At least Holy Land U.S.A. seems to have been devotional in its intent. Pardon me for indulging in childhood reminiscence for two days in a row, but I remember going to Heritage USA as a child. It was a waterpark and a resort center, and also a big part of televangelist Jim Bakker's giant money-making fraud that eventually landed him in jail. All of this happened before I was six years old, so I mainly remember the waterslides, the wave pool, and the pastel storefronts of the shopping center in the half-finished hotel. I've heard that the waterpark has been pretty much removed, though I haven't seen it for myself. It was abandoned for years and years. Maybe I should drive out to see what it's like out there, next time I'm home. (More pictures.)

These days, Jim Bakker is back on television. I don't know how he got that to fly.
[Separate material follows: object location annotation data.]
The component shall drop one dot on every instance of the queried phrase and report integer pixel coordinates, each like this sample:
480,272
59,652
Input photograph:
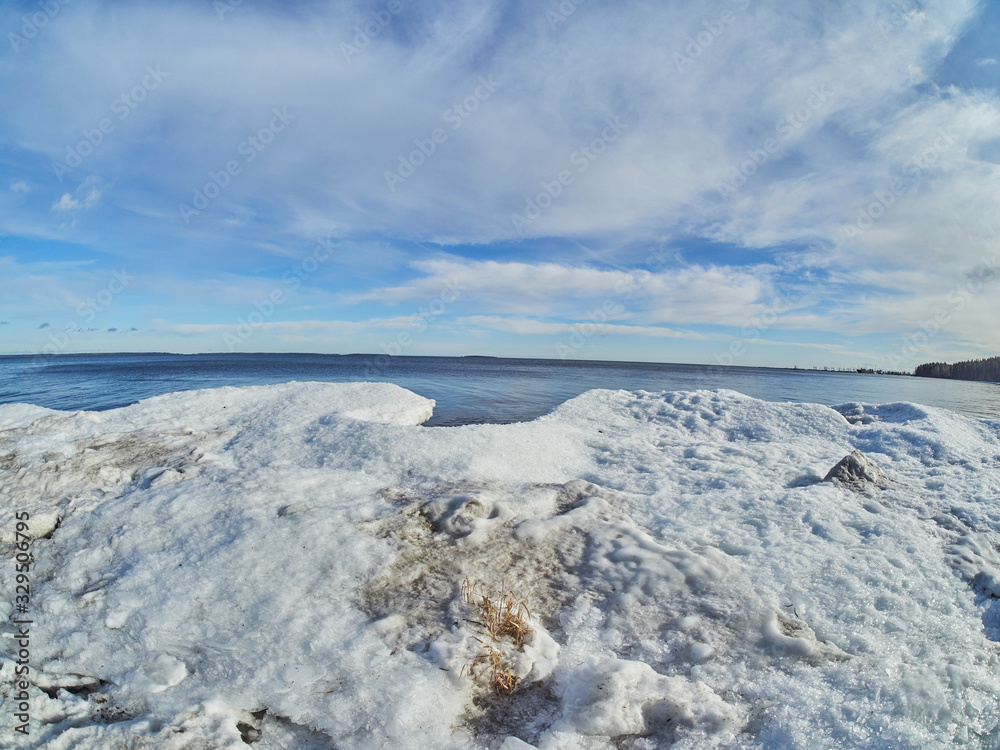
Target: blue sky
734,182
It strikes me the whole Jim Bakker saga is a farcical, condensed version of the Reformation (or at least the classic Protestant perspective on it), with The Charlotte Observer in the role of Luther, and timeshares in a gaudy hotel rather than indulgences. And, if I may overstretch the comparison for the sake of a joke, this would put Jim Bakker's son Jay and his Revolution Church in the role of Vatican II.

Music redeems election season.

I'm typing this while enjoying this lineup, outdoors on a beautiful morning, for free. I love Chapel Hill's music supporters, and it's neat to see them so excited for music and politics. (I remember how crushed and depressed people around here were after the 2004 election. I think it's a good thing that Obama has energized people who thought they would never escape cynicism again.)